Viva, viva e sempre viva quegli sgabuzzini automatici presenti in pressoché ogni stazione, che a Firenze (per dire il fenomeno) sono state riproposte a mo’ di attrazione cittadina e funzionano (c’è chi s’informa sui social, chi le vede prima su TikTok e poi va a cercarle per strada, per provarle, chi ci si si imbatte per caso ma il richiamo è irresistibile), ché a Roma sono addirittura finite nel mirino di qualche ladruncolo di periferia che qualche mese si è messo a svuotarle assieme ai parchimetri (perché la delinquenza va dove ci sono gli incassi, forse composti da tonnellate di spicci, ma comunque incassi), ché l’anno scorso, in cinquanta Comuni, sono diventate “pinkbox”, cioè un presidio contro la violenza di genere, assieme alla fotocamera che scatta a ripetizione mini foto 35x45 millimetri hanno istallato un pottoncino collegato direttamente al 1522, il call-center per chiedere aiuto in caso di aggressione.

Da macchinette del boom (la prima è stata inaugurata nella galleria Alberto Sordi di Roma, dalla società Dedem Automatica di Ariccia, era il 1962) al boom delle macchinette (senza tempo, immortali, intragenerazionali al punto che puoi avere settant’anni come tredici, non c’è storia, puoi essere uno studente squattrinato o un professionista blasonato, una volta, una nella vita, o per necessità o per divertimento, su quello sgabellino girevole ma non troppo, dato lo spazio limitato, ti ci sei seduto anche tu).

I selfie del nuovo millennio, ma per favore.
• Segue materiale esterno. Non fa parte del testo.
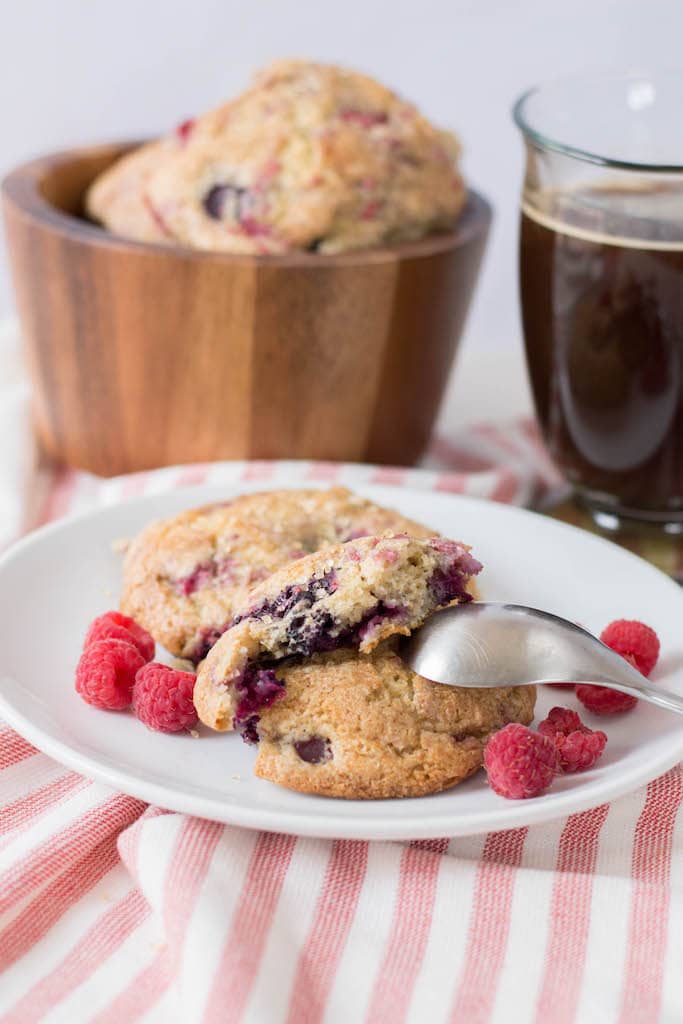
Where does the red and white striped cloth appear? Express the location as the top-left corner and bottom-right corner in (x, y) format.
(0, 424), (683, 1024)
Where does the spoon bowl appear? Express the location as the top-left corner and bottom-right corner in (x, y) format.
(399, 601), (683, 715)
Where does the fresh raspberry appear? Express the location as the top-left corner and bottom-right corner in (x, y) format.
(600, 618), (659, 676)
(83, 611), (155, 662)
(483, 723), (558, 800)
(555, 729), (607, 772)
(539, 708), (607, 772)
(133, 662), (197, 732)
(76, 637), (144, 711)
(575, 683), (638, 715)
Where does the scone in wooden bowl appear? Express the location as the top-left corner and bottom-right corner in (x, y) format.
(2, 143), (490, 475)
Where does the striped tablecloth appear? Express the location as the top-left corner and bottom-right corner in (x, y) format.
(0, 424), (683, 1024)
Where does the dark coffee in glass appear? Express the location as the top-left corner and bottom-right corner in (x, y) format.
(516, 76), (683, 531)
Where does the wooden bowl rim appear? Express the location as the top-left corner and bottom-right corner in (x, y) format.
(0, 139), (493, 267)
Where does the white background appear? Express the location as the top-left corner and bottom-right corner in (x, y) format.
(0, 0), (683, 372)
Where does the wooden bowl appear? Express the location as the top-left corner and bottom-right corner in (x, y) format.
(2, 143), (490, 475)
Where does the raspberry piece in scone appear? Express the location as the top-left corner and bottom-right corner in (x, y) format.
(195, 535), (481, 742)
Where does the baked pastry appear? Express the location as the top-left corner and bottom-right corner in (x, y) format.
(254, 642), (536, 800)
(87, 60), (465, 253)
(86, 136), (180, 244)
(195, 535), (481, 742)
(121, 487), (434, 662)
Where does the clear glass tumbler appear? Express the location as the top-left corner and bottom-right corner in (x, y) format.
(514, 73), (683, 534)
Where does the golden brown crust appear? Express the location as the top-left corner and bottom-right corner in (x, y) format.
(195, 535), (479, 731)
(254, 645), (536, 800)
(85, 137), (177, 244)
(121, 487), (433, 657)
(83, 60), (465, 253)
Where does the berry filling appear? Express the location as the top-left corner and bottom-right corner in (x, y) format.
(187, 623), (230, 665)
(232, 569), (338, 626)
(142, 193), (173, 239)
(175, 118), (195, 145)
(339, 108), (389, 128)
(292, 736), (333, 765)
(429, 538), (481, 605)
(232, 662), (285, 743)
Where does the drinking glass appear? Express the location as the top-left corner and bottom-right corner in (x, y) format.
(514, 73), (683, 534)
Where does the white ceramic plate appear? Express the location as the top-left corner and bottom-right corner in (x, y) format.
(0, 484), (683, 839)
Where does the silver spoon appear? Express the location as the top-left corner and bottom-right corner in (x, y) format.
(399, 601), (683, 715)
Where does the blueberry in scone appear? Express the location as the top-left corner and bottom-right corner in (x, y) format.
(254, 641), (536, 800)
(195, 535), (481, 742)
(121, 487), (434, 662)
(87, 60), (465, 253)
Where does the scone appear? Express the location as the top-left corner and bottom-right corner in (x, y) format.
(87, 60), (465, 253)
(121, 487), (434, 662)
(195, 535), (481, 742)
(86, 136), (179, 245)
(254, 644), (536, 800)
La mania di condividere su Facebook o di pubblicare su Instagram non vale un centimetro quadrato di quella finitura sgranata da album portatile.

All’inizio erano in bianco e nero, adesso sono hi-tech ed eco-friendly (si spengono per risparmiare energia, chiedono prima la conferma per non sprecare materiale): ogni anno stampano circa dieci milioni di fotografie, la Dedem (che resta un’autorità nel campo), tra qui e l’estero, solo nel 2019, ha fatturato 80 milioni di euro, recentemente, si è quotata su Euronext growth Milan raccogliendo in fase di collocamento dieci milioni di euro, ha 668 dipendenti e se chiedi al suo amministratore delegato, Alberto Rizzi, ti dice senza tanto complimenti che «siamo un gruppo solido e in crescita».

Nell’era delle reflex finite in soffitta e soppiantate dagli smartphone con cui puoi girarci anche un filmino in hd, nell’era della velocità telematica, della rete che si mangia tutto, che condivide tutto, che antepone l’immagine a qualsiasi testo scritto. E invece basta un click seduto dentro una cabina semi oscurata, con la faccia da pirla (nove su dieci) e quel gusto un po’ vintage che guai a portarcelo via. Tanto alla fine non compri neanche quello. Compri un ricordo. Compri un attimo di vita che ti rimarrà nel portamonete. Quanto è bello il mondo fuori dal telefonino.